The headline numbers might be impressive, but why should the UK insurance industry take any notice of this startup?

  • The business model. Lemonade charges its policyholders a monthly subscription, not an annual premium. It takes a flat fee of 20%, and donates any remaining business profit, which it estimates at 40%, to charitable causes selected by its customers, effectively making it a P2P or mutual model. Customer service and claims expenses are reduced due to automation, which involves the use of bots to chat and enable transactions almost instantly. It also appears to avoid lower quality risks: 20% of its quotes are rated ‘below average’, but only 10% of conversions. By contrast, 28% of quotes rated ‘excellent’ account for 42% of policies.

  • Operating structure. Aside from its reinsurance arrangements, which include Lloyd’s, the business is entirely self-sufficient. “It is one of very few Insurtech startups that addresses virtually all the current value opportunities,” says Sarah Street, executive vice president, strategy and innovation initiatives for XL Catlin – also one of Lemonade’s investors.

    “We’re different because everything is in-house,” says Yael Wissner-Levy, head of strategic communications. The company currently has 32 employees, one of whom is a behavioural economist, and five of whom are classified as insurance, including underwriting. Half of the team are focused on technology and product development.

  • Transparency. By publishing details of its claims and its bank account balance, Lemonade is betting on building trust with customers, effectively opening up the product to new demographics either adverse to taking out, or as yet unexposed to insurance messaging – a market the company describes as the ‘underserved’. Lemonade is also a Public Benefit Corporation, which means it has a commitment to social impact. A further benefit of this, the company says, is that it helps discourage fraud – the primary, albeit speculative charge leveled at the company after its automated claims generated such interest in January.
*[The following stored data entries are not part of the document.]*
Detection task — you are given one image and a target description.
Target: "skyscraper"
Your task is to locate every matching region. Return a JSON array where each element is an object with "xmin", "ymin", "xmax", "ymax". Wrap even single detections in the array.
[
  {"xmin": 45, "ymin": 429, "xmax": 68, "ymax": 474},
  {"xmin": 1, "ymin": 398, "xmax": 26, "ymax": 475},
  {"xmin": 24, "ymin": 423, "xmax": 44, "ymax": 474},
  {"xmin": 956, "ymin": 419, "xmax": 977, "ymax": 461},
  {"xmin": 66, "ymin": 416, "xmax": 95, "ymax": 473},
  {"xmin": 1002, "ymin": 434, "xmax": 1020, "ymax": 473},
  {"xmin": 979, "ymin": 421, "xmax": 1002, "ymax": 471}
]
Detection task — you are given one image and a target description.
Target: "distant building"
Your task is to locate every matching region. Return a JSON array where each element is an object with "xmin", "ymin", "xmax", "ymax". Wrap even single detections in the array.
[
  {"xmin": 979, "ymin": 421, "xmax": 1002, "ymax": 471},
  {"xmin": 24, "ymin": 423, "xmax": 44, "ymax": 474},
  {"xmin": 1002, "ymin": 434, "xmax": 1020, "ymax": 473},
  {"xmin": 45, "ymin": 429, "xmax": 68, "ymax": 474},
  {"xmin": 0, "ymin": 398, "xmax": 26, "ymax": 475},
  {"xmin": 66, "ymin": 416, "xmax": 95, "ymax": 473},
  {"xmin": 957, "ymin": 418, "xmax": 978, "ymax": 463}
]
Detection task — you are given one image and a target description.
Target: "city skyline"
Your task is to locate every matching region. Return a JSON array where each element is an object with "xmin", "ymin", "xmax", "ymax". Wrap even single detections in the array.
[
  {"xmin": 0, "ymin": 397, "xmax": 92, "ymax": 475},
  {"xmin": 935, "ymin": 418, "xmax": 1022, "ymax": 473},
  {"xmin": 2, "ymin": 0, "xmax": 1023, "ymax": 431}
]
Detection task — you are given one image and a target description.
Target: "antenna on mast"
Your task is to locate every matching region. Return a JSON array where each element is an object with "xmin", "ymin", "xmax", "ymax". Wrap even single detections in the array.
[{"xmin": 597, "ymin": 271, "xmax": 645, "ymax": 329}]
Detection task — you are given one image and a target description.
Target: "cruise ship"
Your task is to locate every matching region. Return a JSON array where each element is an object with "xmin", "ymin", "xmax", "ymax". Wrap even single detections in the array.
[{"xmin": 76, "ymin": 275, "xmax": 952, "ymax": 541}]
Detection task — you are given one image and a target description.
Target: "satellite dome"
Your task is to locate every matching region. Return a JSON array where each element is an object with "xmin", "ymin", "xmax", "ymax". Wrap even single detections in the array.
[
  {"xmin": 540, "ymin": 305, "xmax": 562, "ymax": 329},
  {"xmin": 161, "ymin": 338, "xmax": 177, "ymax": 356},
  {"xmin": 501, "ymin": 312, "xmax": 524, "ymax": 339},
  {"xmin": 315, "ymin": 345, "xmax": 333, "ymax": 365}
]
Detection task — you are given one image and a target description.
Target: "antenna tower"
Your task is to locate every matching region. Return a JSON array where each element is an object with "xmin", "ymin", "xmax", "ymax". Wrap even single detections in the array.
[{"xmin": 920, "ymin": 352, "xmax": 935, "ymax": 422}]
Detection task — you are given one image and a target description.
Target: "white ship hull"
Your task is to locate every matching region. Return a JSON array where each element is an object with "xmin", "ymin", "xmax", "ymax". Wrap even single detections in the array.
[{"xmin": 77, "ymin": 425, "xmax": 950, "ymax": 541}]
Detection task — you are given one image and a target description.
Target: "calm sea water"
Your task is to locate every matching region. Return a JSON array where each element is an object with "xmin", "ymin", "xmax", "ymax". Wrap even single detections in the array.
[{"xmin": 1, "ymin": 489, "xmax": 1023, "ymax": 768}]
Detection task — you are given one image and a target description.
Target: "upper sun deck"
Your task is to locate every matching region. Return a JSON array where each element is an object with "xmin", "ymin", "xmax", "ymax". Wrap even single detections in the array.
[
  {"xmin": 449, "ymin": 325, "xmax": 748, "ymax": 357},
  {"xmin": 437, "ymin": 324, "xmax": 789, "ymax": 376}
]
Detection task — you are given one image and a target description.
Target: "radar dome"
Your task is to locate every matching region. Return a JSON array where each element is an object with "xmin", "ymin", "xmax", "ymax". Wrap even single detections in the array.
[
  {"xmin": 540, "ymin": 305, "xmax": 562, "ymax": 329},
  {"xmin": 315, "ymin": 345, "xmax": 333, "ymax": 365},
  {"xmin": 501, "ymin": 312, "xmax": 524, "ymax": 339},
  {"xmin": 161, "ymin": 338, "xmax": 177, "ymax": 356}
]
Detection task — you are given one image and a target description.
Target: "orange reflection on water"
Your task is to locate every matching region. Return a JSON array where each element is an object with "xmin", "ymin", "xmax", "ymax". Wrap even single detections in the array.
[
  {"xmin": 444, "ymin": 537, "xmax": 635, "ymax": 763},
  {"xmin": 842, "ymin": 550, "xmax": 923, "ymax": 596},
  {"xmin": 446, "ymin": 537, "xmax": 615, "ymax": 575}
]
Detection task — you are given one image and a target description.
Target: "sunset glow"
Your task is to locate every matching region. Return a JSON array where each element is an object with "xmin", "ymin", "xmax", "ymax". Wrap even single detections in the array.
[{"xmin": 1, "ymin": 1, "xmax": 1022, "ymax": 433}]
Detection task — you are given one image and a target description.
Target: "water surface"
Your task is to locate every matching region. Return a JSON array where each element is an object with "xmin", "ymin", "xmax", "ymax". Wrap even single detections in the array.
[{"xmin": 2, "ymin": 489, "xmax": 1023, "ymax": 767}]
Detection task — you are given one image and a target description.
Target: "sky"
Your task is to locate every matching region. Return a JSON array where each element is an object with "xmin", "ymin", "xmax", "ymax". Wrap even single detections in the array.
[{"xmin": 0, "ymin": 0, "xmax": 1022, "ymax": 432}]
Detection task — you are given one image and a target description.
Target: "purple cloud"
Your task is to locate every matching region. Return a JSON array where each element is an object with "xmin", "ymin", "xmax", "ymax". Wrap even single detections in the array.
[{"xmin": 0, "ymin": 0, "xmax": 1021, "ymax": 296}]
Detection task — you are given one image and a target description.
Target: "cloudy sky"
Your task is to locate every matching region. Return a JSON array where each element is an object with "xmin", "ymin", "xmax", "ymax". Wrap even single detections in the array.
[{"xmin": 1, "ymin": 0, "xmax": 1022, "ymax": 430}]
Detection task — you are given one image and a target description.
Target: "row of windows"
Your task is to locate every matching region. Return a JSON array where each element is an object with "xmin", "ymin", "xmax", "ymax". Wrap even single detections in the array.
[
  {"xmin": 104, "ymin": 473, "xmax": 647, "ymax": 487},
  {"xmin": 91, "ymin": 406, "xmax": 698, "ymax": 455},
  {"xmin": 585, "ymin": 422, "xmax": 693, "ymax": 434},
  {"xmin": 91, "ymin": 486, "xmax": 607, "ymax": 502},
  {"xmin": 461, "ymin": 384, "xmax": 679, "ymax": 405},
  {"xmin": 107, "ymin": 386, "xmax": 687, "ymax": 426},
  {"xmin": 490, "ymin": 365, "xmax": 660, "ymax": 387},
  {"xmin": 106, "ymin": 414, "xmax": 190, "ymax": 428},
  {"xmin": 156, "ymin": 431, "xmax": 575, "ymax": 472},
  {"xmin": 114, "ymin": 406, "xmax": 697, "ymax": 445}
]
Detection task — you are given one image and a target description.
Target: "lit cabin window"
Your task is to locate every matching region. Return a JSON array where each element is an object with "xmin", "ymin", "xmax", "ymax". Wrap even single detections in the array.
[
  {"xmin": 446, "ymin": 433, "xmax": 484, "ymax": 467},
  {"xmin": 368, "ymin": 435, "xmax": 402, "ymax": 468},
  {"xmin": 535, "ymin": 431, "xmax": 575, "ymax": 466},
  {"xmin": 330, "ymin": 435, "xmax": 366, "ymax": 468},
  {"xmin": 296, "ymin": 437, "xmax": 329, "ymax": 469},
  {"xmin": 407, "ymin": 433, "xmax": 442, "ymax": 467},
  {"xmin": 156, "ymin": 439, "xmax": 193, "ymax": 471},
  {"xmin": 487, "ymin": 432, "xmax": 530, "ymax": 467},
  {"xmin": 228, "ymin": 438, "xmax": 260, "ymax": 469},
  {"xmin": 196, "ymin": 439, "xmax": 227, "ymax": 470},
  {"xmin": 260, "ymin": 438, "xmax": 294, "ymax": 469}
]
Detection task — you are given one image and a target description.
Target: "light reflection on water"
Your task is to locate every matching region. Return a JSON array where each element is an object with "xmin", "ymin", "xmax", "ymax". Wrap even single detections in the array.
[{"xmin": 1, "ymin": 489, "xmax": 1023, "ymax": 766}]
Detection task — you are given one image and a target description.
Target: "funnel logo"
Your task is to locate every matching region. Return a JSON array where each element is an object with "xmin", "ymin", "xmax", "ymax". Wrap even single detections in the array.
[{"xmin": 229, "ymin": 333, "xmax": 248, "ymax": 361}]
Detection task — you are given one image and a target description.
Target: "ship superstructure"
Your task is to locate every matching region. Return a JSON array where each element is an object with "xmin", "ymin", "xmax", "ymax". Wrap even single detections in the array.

    “We’ve not seen any numbers that suggest fraud is happening. The majority of fraud is done by people like you and me … So we say claim what you need. But claim wisely. It affects the cause,” adds Wissner-Levy. The company would not disclose its most recent data (it prefers to publish its figures on its own blog), but it is bullish on growth, reporting it wrote as much business in the first week of January as in the entire month of December, when it revealed total premiums stood at $180,000, and conversion rates had doubled to 26% since September. Admittedly these are small numbers from a small base, but the fundamentals still look promising. Searches for the business on Google have been on an upward trend since the business launched.

A new market?
Lemonade could be coming to the UK. The company has already applied for licences to operate in 47 of the 50 states in the US, and expects to be active in some of these states in 2017. While it is quick to play down plans of international expansion, and is yet to decide on its operational approach for the US itself, including a potential network of regional offices, Lemonade says replicating its model in other markets does not present a significant challenge. 

“New York is the most difficult environment to do business in the US… If you make it there, you can make it anywhere,” says Yael Wissner-Levy, echoing Frank Sinatra. “The biggest obstacle will be underwriting according to vicinity.”

“Lemonade was built with this kind of aggressive expansion in mind,” the company says in its blog. “Our products and technology were designed in a way that requires very little, if any, extra effort to support the different regulatory requirements from state to state, and the fact that we use bots and AI instead of brokers and agents naturally simplifies things.”

It is also worth noting the company already has a license to sell other lines, including motor.

 

Lemonade 2

The underserved opportunity
Even though the company claims to offer a one-click switching service, Lemonade says that over 85% of its customers are buying home insurance for the first time.

“Our overarching conclusion from the past few months is we are getting to a whole new market who were never insured before,” Wissman-Levy says, adding the businesses’ social media following are a mix of consumers, younger demos and tech evangelists. “Insurance can be a social good. We can convey that to audiences: That insurance used to be about communities coming together.” Lemonade has almost 5,000 followers on Twitter – an exceptionally high number for a business of its size. 

Similarly, 75% of Lemonade’s customers are under the age of 35. One in six are under 25.